Lung harvesting for analysis
At designated time points, mice were sacrificed using CO2 asphyxia. Before the lung removal, the pulmonary vasculature was perfused with 1 ml of saline, via the right ventricle. Whole lungs were then harvested for assessment of bacterial number, cytokine protein expression, and apoptosis . After the removal of whole lungs, they were homogenized in 1.0 ml of saline using a tissue homogenizer (Omni TH HOMOGENIZER, YAMATO scientific products Co,. Ltd., Tokyo) under a vented hood. Portions of homogenates (10 μl) were inoculated on agar after serial 1/10 dilutions with saline. The remaining homogenates were centrifuged at 2000 rpm for 10 min in 4°C. Supernatants were collected, and passed through a 0.45-μm filter (KANTO CHEMICAL CO,. INC, Tokyo). These samples were stored at -20°C for further analysis.
Oxygen exposure in vitro
The BM-derived macrophages infected with Legionella in 96-well plates were kept in hyperoxic conditions in a multi gas incubator (ASTEC Co,. Ltd, TOKYO) and incubated at 37°C in 85-90% of oxygen and 5% of CO2. In normoxia experiments, the plate was kept in 5% CO2 incubator during the course of experiments.

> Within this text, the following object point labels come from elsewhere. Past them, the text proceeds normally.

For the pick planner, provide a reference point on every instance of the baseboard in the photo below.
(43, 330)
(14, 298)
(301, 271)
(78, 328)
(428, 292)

Preparation of bone-marrow derived macrophage
Murine bone-marrow (BM) derived macrophages were prepared from control C57BL/6 and Fas-deficient mice by the following method . BM cells were extracted from femurs, and suspended in RPMI with L-glutamine added 10% fetal bovine serum (10 ml per mouse). The BM cells in 2 ml were plated in the cell incubate dishes (BIOCOAT) and then added 8 ml (per dish) of RPMI with L-glutamine containing L929 cell conditioned medium (20%), fetal bovine serum (10%), penicillin (100 U/ml) and streptomycin (100 μg/ml), and 0.04% of M-CSF. The dishes were incubated at 37°C in humidified atmosphere of 5% CO2. After 4 days, BM-derived macrophages in primary culture were harvested and identified morphologically by the adhesion of bottom of dish. The supernatant medium was removed from the dishes and replaced with 5 ml fresh medium (RPMI with L-glutamine added 10% fetal bovine serum), and adherent macrophages peeled with a rubber brush. Then, the cells in the medium was collected and seeded at a concentration of 105 cell/well in a 96-well plate. After overnight incubation, each well was washed with the above medium and infected with the desired concentrations of bacteria. After 2 hours of incubation, the wells were washed with the medium to remove un-attached bacteria , and then the cells were incubated in 5% CO2 with or without hyperoxia. After macrophages were infected with L. pneumophila, shrunken cells (apoptotic cells) but not necrosis cells were observed by microscopic analysis (data not shown).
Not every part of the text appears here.